© Reuters.  Gold prices rise to 3-week highs© Reuters. Gold prices rise to 3-week highs

Investing.com – Gold prices started the week on an upbeat note on Monday, supported by safe-haven demand as conflict between Iraqi and Kurdish forces broke out near the oil-rich city of Kirkuk.

The fighting follows a referendum in which the Kurds, who run their own semiautonomous region in northern Iraq, voted overwhelmingly in favor of independence, defying Baghdad, regional powers and the U.S.

Comex gold futures inched up $3.50, or around 0.3%, to $1,308.08 a troy ounce by 3:30AM ET (0730GMT), its strongest level since Sept. 26.

The yellow metal scored a weekly gain of around 2.1% last week, after a reading on U.S. inflation came in cooler than expected, raising uncertainty about the pace of U.S. interest-rate hikes by the Federal Reserve.

Despite the weaker than expected number, Federal Reserve Chair Janet Yellen appeared positive on the inflation outlook in the months ahead in a Sunday speech, reiterating her stance for continued gradual increases in interest rates.

A handful of Fed speeches will get market attention in the week ahead, as traders watch for further clues on interest rates.

Influential New York Fed President William Dudley will top the agenda, while comments from Philadelphia Fed chief Patrick Harker, Dallas Fed President Robert Kaplan, Kansas City Fed’s Esther George and Cleveland Fed President Loretta Mester will also be in focus.

Interest rate futures are pricing in around an 80% chance of a December Fed rate hike according to Investing.com’s Fed Rate Monitor Tool.
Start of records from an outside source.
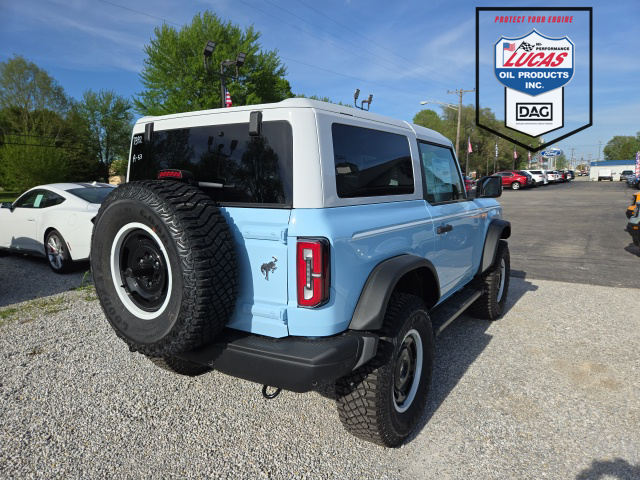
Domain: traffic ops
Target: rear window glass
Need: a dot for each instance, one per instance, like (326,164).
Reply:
(91,194)
(252,170)
(370,163)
The U.S. central bank has already raised rates twice this year.

Gold is highly sensitive to rising U.S. interest rates, which increase the opportunity cost of holding non-yielding bullion.

Elsewhere on the Comex, silver futures tacked on 3.0 cents, or about 0.2%, to $17.44 a troy ounce. Among other precious metals, platinum gained 0.1% to $948.70, while palladium rose 1.5% to $1,000.67 an ounce.

Meanwhile, copper futures rallied 7.0 cents, or 2.3%, to their best level since Aug. 2014 at $3.205 a pound, boosted by robust economic data from China, the world’s top user of the red metal.

China’s producer price index rose 6.9% in September from a year ago, well above the 6.3% forecast, in a sign manufacturing activity is regaining momentum along with other sectors of the economy as domestic demand picks up.